In the subsequent tizzy following his performance, Lambert declared that there's a double standard when it comes to depictions of same-sex sex. He's right. When Madonna, Britney Spears, and Christina Aguilera shared a girl-on-girl kiss on the MTV Video Music Awards in 2003, the uproar consisted more of giggling titillation than the kind of disgust directed at Lambert. Granted, the VMAs aired on cable. The PTC limits its purview to broadcast TV, apparently believing that impressionable young people don't know how to use a remote control.
In the midst of all this hand-wringing, I have to say I am pleasantly surprised that the PTC has not gone after one of my favorite depictions of gay male affection on prime-time TV, the married couple Kevin and Scotty (played by Matthew Rhys and Luke Macfarlane) on Brothers & Sisters (also on ABC). As far as prime-time depictions of gay couples go, it is refreshingly ... ordinary. Kevin and Scotty work, they plan, they argue, and they (gasp!) kiss – sometimes quite ardently. While I appreciate the gay couple over on Modern Family (again, also on ABC), they are void of any sexual energy. I have seen every episode of that hilarious comedy, and I've never seen Mitchell and Cameron (Jesse Tyler Ferguson and Eric Stonestreet) exchange so much as a peck on the cheek.

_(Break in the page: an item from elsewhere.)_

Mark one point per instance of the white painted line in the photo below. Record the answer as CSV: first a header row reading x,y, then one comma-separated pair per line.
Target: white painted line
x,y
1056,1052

In the aftermath of Lambert's performance, some pundits lamented that it was the raw aggressiveness of the depiction that was so troubling. If so, that only makes the next move by ABC that much more perplexing. The Monday after the AMAs, Lambert was "uninvited" from appearing on the ABC chat show Good Morning America. His "unpredictability" in a live setting was cited as the cause. The network followed up his cancellation by announcing it had booked a live performance by Chris Brown, the singer convicted of beating up his girlfriend, Rihanna. Okay, now I get it: Aggressiveness is okay as long as a woman's body is a punching bag. For a group that is intent on monitoring poor messages on TV, the fact that the PTC made nary a peep about that turn of events is head-shaking. (In the wake of protests from gay and women's rights advocates, Good Morning America eventually canceled Chris Brown's appearance, too; he'll appear in a 20/20 interview with Robin Roberts Friday.)
So here's an idea: If the PTC or parents or anyone else is offended by what they see, read, or hear, why don't they stop consuming the offensive material and turn their attention elsewhere? I can pretty much guarantee that, in the end, all the brouhaha the PTC launched over Lambert is not going to hurt him as much as it would like to think.